Test and code quality#
Follow the project's testing and code quality policies. Most projects have a test suite and code quality checkers and formatters. We strongly recommend that you run the project's test suite and code quality checks locally before proceeding. Do not depend upon our continuous integration and GitHub Workflows to run these checks for you. Every commit you push sends an email notification to repository subscribers. This will save you, members, and reviewers a lot of time and frustration.
A bug fix or new feature should have a test that ensures that it works as intended.
Create a pull request from your fork#
Once you have completed, tested, and linted your code, and created a Change log entry, then you can follow the standard practice for making a pull request.
Commit and push your changes to your fork.
git add <files> git commit -m "My commit message" git push -u origin my-branch-name
Visit your fork of the Plone repository on GitHub, and create a pull request against the development branch.
Make both your title and description descriptive. Reviewers look at many pull requests, and need to quickly understand the context. A lazily written phrase such as "Fixes bug" is meaningless.

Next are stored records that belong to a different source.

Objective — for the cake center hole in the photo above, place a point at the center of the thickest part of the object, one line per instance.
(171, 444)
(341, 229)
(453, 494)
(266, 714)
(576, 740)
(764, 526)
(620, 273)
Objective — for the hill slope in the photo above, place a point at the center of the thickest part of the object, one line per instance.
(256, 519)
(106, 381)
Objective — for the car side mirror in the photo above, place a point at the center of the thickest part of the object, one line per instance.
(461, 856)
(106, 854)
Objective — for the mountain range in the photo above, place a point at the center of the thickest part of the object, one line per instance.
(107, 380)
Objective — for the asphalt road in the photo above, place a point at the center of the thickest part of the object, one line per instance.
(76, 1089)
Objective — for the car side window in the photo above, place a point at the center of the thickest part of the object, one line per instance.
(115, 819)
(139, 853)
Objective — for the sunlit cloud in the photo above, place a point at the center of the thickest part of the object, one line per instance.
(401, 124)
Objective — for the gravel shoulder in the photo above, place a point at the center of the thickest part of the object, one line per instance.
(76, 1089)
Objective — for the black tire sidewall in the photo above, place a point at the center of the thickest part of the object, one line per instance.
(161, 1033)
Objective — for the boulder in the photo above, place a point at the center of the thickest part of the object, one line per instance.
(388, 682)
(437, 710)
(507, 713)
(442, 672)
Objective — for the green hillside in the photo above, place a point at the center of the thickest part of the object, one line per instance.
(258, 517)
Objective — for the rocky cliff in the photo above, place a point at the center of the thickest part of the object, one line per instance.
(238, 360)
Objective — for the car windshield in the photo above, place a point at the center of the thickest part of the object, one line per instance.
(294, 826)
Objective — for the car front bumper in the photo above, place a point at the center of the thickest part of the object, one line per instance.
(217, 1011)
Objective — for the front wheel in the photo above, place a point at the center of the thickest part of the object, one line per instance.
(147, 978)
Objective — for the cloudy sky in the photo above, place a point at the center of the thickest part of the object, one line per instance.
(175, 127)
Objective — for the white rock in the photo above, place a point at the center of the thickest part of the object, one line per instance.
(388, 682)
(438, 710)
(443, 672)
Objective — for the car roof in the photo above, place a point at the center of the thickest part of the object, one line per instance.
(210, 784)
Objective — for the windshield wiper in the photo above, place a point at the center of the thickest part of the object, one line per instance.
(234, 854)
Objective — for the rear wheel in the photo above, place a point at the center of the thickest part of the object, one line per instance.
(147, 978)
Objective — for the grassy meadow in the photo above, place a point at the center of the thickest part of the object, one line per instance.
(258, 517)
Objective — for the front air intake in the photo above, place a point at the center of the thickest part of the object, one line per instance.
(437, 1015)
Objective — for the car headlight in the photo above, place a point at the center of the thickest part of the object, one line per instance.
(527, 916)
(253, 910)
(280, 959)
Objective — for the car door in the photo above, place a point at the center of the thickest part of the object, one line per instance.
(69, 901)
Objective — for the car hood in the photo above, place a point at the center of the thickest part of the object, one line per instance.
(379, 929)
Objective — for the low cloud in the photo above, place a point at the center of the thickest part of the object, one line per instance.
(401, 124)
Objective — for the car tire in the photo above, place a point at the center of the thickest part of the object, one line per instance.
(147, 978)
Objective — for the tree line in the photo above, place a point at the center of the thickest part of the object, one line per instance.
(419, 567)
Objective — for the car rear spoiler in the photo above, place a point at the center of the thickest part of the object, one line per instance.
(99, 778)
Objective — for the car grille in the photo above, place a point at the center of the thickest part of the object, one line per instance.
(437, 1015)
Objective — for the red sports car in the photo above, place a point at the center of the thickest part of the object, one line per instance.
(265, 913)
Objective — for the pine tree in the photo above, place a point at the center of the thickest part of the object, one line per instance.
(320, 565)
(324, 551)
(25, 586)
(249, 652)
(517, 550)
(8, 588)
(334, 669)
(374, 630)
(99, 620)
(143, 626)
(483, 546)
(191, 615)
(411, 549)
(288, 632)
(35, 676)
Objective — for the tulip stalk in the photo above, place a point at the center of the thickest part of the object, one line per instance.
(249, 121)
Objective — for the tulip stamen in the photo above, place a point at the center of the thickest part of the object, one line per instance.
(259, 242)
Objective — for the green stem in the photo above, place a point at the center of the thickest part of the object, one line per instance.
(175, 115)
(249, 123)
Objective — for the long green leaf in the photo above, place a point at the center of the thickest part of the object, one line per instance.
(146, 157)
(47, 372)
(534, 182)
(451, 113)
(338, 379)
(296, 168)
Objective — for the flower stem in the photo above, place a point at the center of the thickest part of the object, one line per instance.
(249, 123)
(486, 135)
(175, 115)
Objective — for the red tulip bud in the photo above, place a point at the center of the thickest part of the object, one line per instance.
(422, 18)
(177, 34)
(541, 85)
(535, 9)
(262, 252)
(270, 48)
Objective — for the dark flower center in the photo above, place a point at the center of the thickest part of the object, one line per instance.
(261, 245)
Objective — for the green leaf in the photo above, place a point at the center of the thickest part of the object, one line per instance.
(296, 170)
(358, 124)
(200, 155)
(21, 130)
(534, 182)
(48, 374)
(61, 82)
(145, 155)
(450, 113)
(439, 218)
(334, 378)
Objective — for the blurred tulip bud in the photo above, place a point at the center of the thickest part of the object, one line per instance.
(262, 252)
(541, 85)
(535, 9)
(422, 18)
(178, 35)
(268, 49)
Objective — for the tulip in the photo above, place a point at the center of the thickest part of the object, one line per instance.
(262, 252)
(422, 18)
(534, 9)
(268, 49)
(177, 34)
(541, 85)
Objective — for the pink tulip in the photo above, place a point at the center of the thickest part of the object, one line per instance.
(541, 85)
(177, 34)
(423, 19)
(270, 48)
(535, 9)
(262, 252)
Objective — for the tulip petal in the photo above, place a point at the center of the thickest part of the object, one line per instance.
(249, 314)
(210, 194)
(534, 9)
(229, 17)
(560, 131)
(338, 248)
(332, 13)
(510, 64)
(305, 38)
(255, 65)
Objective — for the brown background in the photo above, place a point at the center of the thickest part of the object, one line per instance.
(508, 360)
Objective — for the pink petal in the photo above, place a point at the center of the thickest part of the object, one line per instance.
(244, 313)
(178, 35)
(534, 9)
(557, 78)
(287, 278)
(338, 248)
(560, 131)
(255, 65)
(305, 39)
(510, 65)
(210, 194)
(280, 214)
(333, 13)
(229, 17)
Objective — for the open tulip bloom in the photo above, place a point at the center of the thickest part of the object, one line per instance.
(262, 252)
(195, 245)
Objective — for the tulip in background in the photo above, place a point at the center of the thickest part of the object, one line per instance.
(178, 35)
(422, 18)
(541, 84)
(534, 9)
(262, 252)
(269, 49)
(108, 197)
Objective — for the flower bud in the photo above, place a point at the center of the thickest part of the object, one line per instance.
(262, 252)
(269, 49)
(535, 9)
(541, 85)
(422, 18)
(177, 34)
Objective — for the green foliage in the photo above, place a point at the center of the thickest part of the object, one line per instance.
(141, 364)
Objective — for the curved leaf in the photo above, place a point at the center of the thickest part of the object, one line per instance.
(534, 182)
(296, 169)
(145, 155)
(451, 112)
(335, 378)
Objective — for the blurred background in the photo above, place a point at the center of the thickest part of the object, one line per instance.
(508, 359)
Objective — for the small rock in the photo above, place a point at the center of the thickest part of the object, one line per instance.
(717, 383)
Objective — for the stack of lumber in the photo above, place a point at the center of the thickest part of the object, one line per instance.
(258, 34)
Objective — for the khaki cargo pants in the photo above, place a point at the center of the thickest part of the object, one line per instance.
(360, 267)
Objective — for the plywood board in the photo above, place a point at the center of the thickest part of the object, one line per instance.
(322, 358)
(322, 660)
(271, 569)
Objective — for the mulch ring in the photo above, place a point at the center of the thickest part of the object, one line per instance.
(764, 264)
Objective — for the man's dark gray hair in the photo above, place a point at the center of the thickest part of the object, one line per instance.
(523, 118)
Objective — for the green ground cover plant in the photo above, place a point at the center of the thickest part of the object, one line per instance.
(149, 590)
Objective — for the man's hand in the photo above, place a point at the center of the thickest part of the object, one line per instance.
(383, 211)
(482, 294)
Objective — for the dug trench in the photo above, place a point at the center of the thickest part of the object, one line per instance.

Include "Fixes #ISSUE-NUMBER" in the description. This enables automatic closing of the related issue when the pull request is merged. This also creates a hyperlink to the original issue for easy reference.
Request a review. Identify who you should ask by either checking the history of the files you edit, or viewing the project's list of contributors for an active member. If you have write access to the repository, request a review from other team members. If you do not have write access, instead add a comment and mention a few active contributors of the project, tagging them with
@username
. You can find them by either checking the files' history viagit blame
or visiting the project's Contributors page on GitHub.Members who subscribe to the repository will receive a notification and review your request. They will usually provide feedback within a week.
Update your pull request from your fork#
Often another pull request will get merged before yours, and your pull request will fall behind the main branch. To keep your pull request current, you can issue the following git commands, assuming you have already checked out the branch for the pull request that you want to update. These commands will only work if you have Set up your environment as mentioned above.
# Assume `main` is the main branch.
git fetch upstream
git merge upstream/main # You might need to resolve conflicts here.
git push
Welcome to the Plone community, and thank you for contributing!